De plus, une offensive armée a toutes les chances d’aggraver la vulnérabilité des femmes et de renforcer l’insécurité. Les femmes maliennes alertent« les cas de viols que nous déplorons dans les zones occupées du Nord de notre pays risquent de se multiplier avec le déploiement de plusieurs milliers de soldats. à ce risque, il faut ajouter celui d’une prostitution plus ou moins déguisée qui se développe généralement dans les zones de grande précarité et par conséquent les risques de propagation du Sida ». Il est nécessaire, pour les signataires, « que soit pris en compte dans le plan d’intervention militaire sur lequel le Conseil de Sécurité va se pencher, de prévoir des moyens de mettre réellement les femmes et les fillettes du Mali à l’abri de ce type de situation désastreuse ».

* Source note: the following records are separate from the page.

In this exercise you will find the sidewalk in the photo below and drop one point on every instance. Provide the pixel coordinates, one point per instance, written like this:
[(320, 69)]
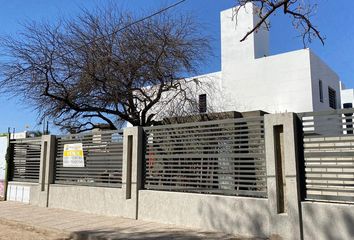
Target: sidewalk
[(80, 226)]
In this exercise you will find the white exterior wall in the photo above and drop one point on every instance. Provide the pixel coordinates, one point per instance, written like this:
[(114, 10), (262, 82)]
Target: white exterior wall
[(253, 80)]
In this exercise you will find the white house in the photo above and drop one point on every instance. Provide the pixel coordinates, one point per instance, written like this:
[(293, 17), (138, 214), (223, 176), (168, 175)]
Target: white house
[(253, 79)]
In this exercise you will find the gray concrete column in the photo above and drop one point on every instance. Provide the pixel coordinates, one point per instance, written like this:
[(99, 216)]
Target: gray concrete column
[(132, 169), (283, 176), (46, 170)]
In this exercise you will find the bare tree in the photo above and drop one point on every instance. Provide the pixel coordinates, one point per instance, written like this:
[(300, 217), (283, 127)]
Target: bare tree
[(92, 69), (300, 12)]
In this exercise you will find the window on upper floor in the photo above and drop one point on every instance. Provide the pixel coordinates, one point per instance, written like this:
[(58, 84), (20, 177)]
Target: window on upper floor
[(202, 103), (332, 98), (320, 86)]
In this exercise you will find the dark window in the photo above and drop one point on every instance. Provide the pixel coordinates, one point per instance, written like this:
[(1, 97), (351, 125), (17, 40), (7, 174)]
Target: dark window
[(202, 103), (332, 98), (321, 90)]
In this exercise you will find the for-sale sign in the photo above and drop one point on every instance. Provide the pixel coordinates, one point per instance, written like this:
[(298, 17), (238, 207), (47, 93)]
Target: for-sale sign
[(73, 155)]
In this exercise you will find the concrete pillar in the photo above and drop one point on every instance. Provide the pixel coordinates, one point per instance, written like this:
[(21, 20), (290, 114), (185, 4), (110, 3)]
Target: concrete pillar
[(283, 176), (132, 170), (46, 170)]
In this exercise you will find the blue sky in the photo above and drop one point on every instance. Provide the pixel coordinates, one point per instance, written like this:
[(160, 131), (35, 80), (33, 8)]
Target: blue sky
[(334, 21)]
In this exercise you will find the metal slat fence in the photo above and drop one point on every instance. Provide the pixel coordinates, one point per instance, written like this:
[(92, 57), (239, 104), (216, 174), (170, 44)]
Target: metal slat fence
[(26, 154), (328, 143), (103, 157), (218, 157)]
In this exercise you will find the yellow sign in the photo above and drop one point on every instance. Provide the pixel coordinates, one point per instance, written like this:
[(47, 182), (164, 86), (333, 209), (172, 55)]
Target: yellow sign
[(73, 155)]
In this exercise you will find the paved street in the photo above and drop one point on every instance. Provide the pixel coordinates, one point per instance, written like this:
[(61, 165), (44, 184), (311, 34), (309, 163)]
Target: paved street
[(25, 222)]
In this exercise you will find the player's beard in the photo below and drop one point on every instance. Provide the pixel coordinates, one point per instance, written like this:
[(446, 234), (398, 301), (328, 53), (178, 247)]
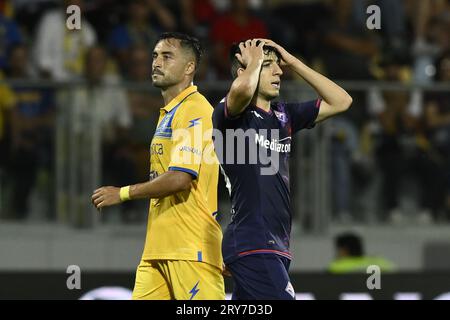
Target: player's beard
[(163, 82)]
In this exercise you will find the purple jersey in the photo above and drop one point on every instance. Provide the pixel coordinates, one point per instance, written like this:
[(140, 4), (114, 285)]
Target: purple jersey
[(261, 213)]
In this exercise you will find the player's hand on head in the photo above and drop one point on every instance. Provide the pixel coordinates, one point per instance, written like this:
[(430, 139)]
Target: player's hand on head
[(251, 51), (286, 58), (105, 197)]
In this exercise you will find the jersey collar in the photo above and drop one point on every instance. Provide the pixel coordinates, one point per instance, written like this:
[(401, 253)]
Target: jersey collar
[(178, 99)]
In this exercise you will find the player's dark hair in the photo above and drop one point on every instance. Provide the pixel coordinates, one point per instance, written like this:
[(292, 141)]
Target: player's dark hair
[(187, 42), (235, 64), (350, 242)]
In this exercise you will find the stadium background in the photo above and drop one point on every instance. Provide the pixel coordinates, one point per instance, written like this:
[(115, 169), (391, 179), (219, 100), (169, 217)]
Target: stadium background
[(77, 110)]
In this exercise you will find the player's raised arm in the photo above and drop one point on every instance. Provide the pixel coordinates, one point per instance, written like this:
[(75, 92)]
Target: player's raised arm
[(335, 100), (243, 88), (168, 183)]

Les femmes subissent déjà « la division sexuelle des tâches », les confrontant « au niveau domestique à l’énorme difficulté d’approvisionnement des familles en eau, nourriture, énergie domestique, médicaments». L’option militaire est un « remède qui a toutes les chances d’être pire que le mal alors qu’une alternative pacifique, émanant de la société malienne, civile, politique et militaire, sera constructive ». Ces femmes maliennes rappellent que la communauté internationale est déjà très divisée sur toute intervention militaire. Le secrétaire général des Nations unies, Ban Ki-Moon, exprime sa réserve à tout déploiement militaire en rappelant que la guerre « est une violence extrême contre les populations civiles, dont les femmes ». Pris en otage par des acteurs politiques et institutionnels extérieurs, les Maliennes et Maliens subissent de plein fouet un « système économique et politique inégalitaire et injuste qui excelle dans l’art de briser les résistances à coup de chantage au financement ». Non ! à la guerre par procuration, car « celle-ci s’inscrit dans le prolongement de celle d’Afghanistan ».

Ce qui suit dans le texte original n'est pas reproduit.